Big Banking — Exkursion New York

Vom 5. bis 9. Oktober 2015 bin ich zum zweiten Mal mit Studierenden auf Exkursion gegangen. Anbei der Erfahrungsbericht, dessen Kurzfassung im HSBA Magazin veröffentlicht wurde.

Big Banking


von Britta Scholz

New York ist bekannt für hohe Häuser, kultige Bars, Hot Dogs, gelbe Taxikolonnen – und für seine Bedeutung als internationaler Finanzplatz. 19 HSBAler erlebten ein vollgepacktes Exkursionsprogramm im Big Apple.

Banken gehören zu New York wie der Kiez zu Hamburg. Im Global Financial Centers Index (GFCI) wird der Big Apple aktuell auf Platz Zwei gelistet und zählt damit zu den einflussreichsten Finanzplätzen der Welt. Die New York Stock Exchange (NYSE) ist die größte Wertpapierbörse der Welt. Sämtliche Dollar-Transaktionen werden über die Federal Reserve Bank abgewickelt und Institute wie die Deutsche Bank, Berenberg Capital Markets und die Commerzbank betreiben Niederlassungen in der Megacity.

Unbegrenzte Möglichkeiten für die 19-köpfige Exkursionsgruppe um Banking-Professor Peter Scholz, die ein ambitioniertes Fünf-Tage-Programm auf die Beine stellte. „In dieser Stadt hat man immer zu wenig Zeit“, bemerkt Scholz, „daher war die Frage eher, was lassen wir weg, und nicht, was können wir unternehmen.“ In ihrer Facebook-Gruppe sammelten die Studierenden Vorschläge, diskutierten und verteilten untereinander die Verantwortlichkeiten.

Facebook als Organisationsplattform hat sich bei dieser Exkursion bewährt.

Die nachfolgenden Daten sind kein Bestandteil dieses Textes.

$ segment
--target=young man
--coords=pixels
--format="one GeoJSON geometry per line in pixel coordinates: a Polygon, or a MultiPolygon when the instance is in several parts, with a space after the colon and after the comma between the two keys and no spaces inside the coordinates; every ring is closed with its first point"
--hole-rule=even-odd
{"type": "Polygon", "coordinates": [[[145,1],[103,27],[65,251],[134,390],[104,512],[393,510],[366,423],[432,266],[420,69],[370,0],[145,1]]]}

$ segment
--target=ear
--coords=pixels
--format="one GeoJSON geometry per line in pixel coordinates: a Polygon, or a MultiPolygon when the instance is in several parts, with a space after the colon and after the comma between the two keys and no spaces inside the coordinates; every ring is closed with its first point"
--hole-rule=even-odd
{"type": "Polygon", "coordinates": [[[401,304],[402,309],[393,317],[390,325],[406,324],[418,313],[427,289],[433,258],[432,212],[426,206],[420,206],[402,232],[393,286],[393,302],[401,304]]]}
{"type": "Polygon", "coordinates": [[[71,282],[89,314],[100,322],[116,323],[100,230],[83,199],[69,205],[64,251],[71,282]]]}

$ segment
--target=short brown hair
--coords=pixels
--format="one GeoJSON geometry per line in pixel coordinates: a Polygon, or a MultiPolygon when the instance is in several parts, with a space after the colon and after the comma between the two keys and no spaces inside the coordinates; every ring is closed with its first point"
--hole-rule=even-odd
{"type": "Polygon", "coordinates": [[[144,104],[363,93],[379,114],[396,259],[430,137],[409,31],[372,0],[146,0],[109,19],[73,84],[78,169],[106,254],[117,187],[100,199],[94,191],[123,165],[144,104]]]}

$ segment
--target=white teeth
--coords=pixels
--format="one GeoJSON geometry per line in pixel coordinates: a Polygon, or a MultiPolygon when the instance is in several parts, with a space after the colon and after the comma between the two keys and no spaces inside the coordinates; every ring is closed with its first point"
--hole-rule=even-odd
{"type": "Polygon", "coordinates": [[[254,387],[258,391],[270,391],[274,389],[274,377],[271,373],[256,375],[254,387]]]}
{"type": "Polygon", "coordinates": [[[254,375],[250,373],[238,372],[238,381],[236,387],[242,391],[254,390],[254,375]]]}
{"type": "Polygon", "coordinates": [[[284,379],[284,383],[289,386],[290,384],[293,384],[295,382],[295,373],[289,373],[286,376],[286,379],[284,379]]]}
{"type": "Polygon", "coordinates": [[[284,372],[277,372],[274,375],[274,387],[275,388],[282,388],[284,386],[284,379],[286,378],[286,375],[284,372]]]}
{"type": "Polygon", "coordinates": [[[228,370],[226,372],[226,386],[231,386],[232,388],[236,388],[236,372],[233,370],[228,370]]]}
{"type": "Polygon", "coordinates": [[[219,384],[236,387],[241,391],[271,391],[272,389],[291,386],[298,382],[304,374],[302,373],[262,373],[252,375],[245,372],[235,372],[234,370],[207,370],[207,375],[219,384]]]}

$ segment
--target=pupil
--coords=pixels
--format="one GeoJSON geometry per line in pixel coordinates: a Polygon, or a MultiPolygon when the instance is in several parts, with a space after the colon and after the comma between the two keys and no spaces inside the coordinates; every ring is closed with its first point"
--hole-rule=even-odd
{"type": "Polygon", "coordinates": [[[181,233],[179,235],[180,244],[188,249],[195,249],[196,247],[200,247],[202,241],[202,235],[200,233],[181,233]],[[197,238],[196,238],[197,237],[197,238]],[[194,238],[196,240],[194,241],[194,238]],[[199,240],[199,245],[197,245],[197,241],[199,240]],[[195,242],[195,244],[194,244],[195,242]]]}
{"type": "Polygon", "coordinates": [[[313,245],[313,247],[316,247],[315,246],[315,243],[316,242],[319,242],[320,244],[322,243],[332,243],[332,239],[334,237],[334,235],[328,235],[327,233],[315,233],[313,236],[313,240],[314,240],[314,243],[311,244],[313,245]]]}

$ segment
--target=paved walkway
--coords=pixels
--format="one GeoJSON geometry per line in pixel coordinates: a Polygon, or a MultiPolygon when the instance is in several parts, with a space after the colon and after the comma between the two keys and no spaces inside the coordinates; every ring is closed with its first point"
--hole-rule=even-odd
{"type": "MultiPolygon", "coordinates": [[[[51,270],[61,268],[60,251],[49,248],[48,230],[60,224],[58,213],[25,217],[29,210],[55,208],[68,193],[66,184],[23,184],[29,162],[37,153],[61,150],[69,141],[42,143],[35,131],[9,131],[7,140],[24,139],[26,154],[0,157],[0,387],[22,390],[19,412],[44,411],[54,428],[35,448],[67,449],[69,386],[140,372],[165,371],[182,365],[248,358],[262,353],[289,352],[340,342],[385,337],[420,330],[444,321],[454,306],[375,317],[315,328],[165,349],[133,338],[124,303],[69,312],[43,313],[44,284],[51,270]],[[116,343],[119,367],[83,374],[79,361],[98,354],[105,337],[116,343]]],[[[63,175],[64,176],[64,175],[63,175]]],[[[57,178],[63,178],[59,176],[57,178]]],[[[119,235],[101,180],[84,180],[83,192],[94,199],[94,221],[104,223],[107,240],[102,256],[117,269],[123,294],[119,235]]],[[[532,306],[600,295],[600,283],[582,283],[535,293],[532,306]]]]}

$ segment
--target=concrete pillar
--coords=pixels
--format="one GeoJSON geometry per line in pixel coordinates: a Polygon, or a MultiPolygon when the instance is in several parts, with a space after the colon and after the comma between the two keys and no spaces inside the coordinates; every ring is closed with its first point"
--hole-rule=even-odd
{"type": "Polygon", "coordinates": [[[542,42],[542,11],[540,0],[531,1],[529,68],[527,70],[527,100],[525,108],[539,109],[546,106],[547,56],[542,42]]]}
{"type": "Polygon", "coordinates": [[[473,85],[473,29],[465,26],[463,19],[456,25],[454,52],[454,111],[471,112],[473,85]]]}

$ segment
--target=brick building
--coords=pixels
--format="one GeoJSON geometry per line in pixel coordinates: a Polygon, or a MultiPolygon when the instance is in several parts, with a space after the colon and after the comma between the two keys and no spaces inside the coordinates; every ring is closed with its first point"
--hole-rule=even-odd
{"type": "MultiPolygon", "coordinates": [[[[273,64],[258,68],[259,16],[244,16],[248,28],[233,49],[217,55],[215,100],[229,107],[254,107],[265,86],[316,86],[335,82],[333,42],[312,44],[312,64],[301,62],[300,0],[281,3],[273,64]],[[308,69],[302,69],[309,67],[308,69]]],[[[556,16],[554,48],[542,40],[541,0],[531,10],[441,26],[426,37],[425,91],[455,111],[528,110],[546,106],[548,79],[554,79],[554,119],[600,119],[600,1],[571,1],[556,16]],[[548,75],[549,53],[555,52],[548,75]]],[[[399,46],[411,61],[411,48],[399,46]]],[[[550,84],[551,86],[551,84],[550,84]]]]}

Commerzbank-Student Alexander Käßke sieht vor allem den sozialen Mehrwert: „In der Gruppe waren einige Kommilitonen aus dem Parallel-Track, die man sonst nie sieht. Obwohl wir uns vorher nicht kannten, hat die Abstimmung super funktioniert, jeder hat sich eingebracht und es gab keine ‘Mitläufer’.“

Am Ende der siebenmonatigen Vorbereitungszeit stand ein perfekt abgestimmtes Programm aus Unternehmens- und Universitätsbesuchen sowie Freizeitevents mit Finanzbezug. Scholz betont: „Die Gruppe war hoch motiviert, vor Ort lief alles wie am Schnürchen – großes Lob an die Studierenden!“

Larissa Wirtz war beeindruckt von den Unternehmensbesuchen. „Für die New-York-Exkursion habe ich mich beworben, weil ich andere Teile der Welt sehen wollte“, erklärt die Haspa-Studentin. „In Unternehmen reinzuschnuppern, die man sonst nie von innen sehen würde, war sehr spannend.“ Besonders angetan hat es ihr die Commerzbank – kein Wunder bei einer Bürolage in unmittelbarer Nähe des One World Trade Centers und mit Rundumblick über die Stadt. BMW i ventures, die Federal Reserve Bank, Morgan Stanley und die UN öffneten ebenfalls ihre Pforten für die Hamburger. Und an der St. John’s University trafen sie ein bekanntes Gesicht. Die ehemalige HSBA-Professorin Annette Hofmann lehrt und forscht dort seit Juli 2015 im Bereich Risk Management and Insurance.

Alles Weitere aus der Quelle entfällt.